As we have previously advised, on January 20, 2014 the European Union, pursuant to the JPOA, suspended the prohibitions of: (i) the provision of insurance, reinsurance, and transport of Iranian crude oil; (ii) the import, purchase, or transport of Iranian petrochemical products and the provision of related services; and (iii) the trade in gold and precious metals.  The European Union also increased the authorization thresholds in relation to the transfers of funds to and from Iran.  The suspension initially was for a period of six months from January 20, 2014 through July 20, 2014, “during which the contracts would have to be executed,” which meant that any activity would need to be initiated and completed during the six-month period.  This period later was extended by mutual assent on July 19, 2014 and again on November 24, 2014.

Although the European Union has not yet adopted a Council Decision implementing the latest extension of sanctions relief, presumably it will follow past practice and extend sanctions relief without any change, so that the same activities or transactions would continue to be authorized as long as they are “executed” (i.e., initiated and completed) between January 20, 2014 and July 7, 2015.

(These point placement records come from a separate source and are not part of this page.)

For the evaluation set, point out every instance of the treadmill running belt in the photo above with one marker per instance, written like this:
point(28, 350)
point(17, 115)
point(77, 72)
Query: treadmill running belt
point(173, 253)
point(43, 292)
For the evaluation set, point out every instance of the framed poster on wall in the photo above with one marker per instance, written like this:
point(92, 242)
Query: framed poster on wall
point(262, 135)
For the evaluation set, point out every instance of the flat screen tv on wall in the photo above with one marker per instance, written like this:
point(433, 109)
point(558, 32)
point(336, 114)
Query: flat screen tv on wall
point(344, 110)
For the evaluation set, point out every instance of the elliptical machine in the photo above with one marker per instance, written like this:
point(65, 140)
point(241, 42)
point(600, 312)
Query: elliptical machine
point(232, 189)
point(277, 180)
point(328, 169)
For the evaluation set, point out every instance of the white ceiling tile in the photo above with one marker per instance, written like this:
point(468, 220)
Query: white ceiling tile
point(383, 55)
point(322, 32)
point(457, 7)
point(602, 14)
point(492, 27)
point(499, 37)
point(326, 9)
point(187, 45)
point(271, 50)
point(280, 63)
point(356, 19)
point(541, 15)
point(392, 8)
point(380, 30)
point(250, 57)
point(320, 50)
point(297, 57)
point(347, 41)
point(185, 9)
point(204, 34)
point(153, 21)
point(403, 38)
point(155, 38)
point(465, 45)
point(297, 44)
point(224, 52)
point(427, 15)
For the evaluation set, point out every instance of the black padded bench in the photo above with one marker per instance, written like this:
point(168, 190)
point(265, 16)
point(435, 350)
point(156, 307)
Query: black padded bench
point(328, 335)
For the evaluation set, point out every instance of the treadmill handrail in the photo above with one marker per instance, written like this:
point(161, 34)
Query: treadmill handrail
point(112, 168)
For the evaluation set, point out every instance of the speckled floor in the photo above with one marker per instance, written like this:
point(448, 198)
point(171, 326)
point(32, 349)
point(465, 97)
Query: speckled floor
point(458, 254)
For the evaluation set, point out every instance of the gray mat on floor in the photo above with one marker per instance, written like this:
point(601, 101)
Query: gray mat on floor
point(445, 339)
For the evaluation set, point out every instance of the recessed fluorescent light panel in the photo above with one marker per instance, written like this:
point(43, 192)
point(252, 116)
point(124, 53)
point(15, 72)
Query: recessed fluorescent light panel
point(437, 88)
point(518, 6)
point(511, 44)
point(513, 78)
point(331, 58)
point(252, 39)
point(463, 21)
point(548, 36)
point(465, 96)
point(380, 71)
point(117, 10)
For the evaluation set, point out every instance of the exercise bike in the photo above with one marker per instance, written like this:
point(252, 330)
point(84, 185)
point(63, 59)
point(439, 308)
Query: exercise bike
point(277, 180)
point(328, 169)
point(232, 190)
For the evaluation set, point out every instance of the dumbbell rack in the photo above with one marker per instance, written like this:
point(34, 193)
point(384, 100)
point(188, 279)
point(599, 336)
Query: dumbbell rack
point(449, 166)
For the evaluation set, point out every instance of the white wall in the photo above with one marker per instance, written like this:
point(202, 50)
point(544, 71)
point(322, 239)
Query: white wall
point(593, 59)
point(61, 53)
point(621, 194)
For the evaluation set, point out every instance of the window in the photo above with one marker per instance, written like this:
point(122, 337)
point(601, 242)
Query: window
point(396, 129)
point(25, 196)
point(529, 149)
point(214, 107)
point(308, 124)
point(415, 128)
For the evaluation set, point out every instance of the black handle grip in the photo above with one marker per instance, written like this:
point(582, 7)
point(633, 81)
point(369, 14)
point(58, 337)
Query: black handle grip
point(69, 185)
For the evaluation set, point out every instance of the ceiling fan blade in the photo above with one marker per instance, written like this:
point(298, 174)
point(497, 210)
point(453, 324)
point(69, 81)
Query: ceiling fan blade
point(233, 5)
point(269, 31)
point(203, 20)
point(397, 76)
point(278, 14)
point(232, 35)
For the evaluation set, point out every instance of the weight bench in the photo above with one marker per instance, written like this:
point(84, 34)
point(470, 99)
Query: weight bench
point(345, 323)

The P5+1 states and Iran are continuing to negotiate towards a Joint Comprehensive Plan of Action (JCPOA), following the announcement of a framework for a JCPOA on April 2, 2015 (see our previous advisory).  The extent of sanctions relief under a JCPOA remains unclear.  The prospects for a final deal are subject to a complex set of factors, including domestic political pressures in Iran and the United States.

Should the parties agree to a JCPOA, President Obama would be required to transmit the agreement to Congress within five calendar days as required by the Iran Nuclear Agreement Review Act of 2015.  Congress would have 30 days to review the JCPOA if it is transmitted before July 10, 2015, and 60 days if the deal is transmitted between July 10 and September 7, 2015.  See our previous advisory regarding congressional review of the JCPOA under the statute.